のはずなんですが、普通にやるとうまくいきません。

例えば、先程のAR(2)モデルを利用して以降10個の予測をしたいときに、単純に考えると以下の様にやれば良い気がするのですが、これでは100個目までのデータしかでてきません。

%%log  -1day ~ now
* | SELECT ts_predicate_ar(timestamp, value, 2, 10) 

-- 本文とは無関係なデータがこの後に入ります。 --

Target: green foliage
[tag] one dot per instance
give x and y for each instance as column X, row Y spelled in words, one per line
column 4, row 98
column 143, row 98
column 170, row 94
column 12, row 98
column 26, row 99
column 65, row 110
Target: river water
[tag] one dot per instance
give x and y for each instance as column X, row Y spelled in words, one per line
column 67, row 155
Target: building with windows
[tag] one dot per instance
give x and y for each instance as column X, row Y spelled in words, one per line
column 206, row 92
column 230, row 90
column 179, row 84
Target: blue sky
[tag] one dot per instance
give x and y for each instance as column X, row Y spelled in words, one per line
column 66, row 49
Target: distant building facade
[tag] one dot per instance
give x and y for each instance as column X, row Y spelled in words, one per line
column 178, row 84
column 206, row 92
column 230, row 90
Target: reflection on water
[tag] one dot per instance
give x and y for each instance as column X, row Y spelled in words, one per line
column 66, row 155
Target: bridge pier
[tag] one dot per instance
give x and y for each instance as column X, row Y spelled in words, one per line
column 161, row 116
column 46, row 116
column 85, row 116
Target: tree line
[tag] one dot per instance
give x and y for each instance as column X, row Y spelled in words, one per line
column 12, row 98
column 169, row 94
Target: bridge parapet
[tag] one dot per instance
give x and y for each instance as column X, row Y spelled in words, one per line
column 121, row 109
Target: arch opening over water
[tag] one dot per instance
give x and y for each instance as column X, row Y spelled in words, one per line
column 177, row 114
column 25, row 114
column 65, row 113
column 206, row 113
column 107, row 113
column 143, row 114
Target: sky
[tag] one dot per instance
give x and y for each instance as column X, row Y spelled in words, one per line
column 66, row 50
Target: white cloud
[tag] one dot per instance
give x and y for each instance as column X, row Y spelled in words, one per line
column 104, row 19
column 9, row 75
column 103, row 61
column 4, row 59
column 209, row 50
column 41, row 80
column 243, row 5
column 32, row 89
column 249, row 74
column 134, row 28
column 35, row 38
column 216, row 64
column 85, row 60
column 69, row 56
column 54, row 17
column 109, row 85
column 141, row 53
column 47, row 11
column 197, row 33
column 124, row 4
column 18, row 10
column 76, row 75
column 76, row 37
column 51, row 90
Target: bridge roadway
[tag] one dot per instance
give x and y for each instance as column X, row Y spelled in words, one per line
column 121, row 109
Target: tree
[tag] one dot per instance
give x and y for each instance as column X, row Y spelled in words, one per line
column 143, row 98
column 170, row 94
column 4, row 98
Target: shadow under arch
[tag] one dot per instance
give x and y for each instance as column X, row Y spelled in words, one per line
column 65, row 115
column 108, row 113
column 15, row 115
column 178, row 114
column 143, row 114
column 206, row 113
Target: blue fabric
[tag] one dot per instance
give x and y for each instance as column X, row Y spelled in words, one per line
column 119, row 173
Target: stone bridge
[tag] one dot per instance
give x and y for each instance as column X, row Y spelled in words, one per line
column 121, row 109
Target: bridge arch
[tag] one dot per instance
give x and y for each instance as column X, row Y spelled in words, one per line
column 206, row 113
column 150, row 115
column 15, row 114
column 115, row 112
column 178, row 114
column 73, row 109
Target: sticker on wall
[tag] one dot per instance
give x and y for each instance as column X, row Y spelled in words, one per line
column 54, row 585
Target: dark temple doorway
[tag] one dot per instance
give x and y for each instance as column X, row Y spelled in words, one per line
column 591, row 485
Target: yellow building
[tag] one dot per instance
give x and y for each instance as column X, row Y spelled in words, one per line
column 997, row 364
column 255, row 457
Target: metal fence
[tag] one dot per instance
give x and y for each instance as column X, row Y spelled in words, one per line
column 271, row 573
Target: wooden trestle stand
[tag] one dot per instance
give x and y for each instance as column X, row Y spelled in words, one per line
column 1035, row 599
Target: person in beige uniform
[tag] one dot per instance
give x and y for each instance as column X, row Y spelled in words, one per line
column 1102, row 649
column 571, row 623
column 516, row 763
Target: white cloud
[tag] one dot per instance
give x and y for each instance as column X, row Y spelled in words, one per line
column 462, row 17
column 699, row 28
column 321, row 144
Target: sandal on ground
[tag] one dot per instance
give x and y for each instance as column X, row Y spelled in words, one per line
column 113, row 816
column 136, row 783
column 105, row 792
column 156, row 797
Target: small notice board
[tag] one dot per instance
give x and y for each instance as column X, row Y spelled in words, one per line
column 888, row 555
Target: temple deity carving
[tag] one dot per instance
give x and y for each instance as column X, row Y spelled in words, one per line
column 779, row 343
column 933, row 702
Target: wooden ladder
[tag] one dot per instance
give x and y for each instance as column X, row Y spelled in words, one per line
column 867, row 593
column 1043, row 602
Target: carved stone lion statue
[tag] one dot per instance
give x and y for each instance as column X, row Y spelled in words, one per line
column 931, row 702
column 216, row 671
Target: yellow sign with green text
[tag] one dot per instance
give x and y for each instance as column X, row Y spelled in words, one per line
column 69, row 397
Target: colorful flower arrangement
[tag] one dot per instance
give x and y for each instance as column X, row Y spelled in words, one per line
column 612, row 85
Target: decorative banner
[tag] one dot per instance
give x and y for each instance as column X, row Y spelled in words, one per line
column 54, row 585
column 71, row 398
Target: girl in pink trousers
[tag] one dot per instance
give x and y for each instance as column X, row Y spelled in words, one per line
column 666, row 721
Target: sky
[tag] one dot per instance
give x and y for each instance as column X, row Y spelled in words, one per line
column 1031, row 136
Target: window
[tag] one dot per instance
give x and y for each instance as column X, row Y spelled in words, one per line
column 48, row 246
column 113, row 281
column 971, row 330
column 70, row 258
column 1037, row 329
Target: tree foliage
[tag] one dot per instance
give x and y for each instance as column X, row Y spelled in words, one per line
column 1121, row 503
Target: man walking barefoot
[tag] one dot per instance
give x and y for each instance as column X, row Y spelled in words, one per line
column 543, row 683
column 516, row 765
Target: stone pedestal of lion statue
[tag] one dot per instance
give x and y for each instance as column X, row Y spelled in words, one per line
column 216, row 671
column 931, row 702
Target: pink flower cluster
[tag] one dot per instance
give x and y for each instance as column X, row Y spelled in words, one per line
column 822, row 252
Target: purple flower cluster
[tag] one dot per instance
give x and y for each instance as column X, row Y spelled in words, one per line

f:id:marufeuillex:20191207163606p:plain

実は、明示されていませんがLIMIT 100が暗黙的にかかっているようで、予測を含め、100個以上データがあるときはうまくいきません。
今回、データ数は100個で追加で予測したい個数が10個なのでLIMIT 110とします。

%%log  -1day ~ now
* | SELECT ts_predicate_ar(timestamp, value, 2, 10) LIMIT 110

f:id:marufeuillex:20191207163620p:plain

f:id:marufeuillex:20191207225249p:plain

なんかいい感じに予測できてますね。
LogServiceの異常検知は構築したモデルによる予測値を元にした異常検知と実際の値の差分で求めるため、未来データに対してここで異常が来るだろう、といったことが言えるわけではない点に注意してください。

おわりに

今回はAlibabaCloudのLogServiceをJupyterNotebookから使ってみました。
公式SDKをインストールするだけで簡単に利用できるという手軽さについてはご理解いただけたのではないかと思います。
また、今回は本当にごくごく一部の機能をしか使っていませんが、他にもたくさんの機能があります。
マネージドサービスかつ課金も従量なので興味を持っていただいたら、ぜひ試していただけると嬉しいです!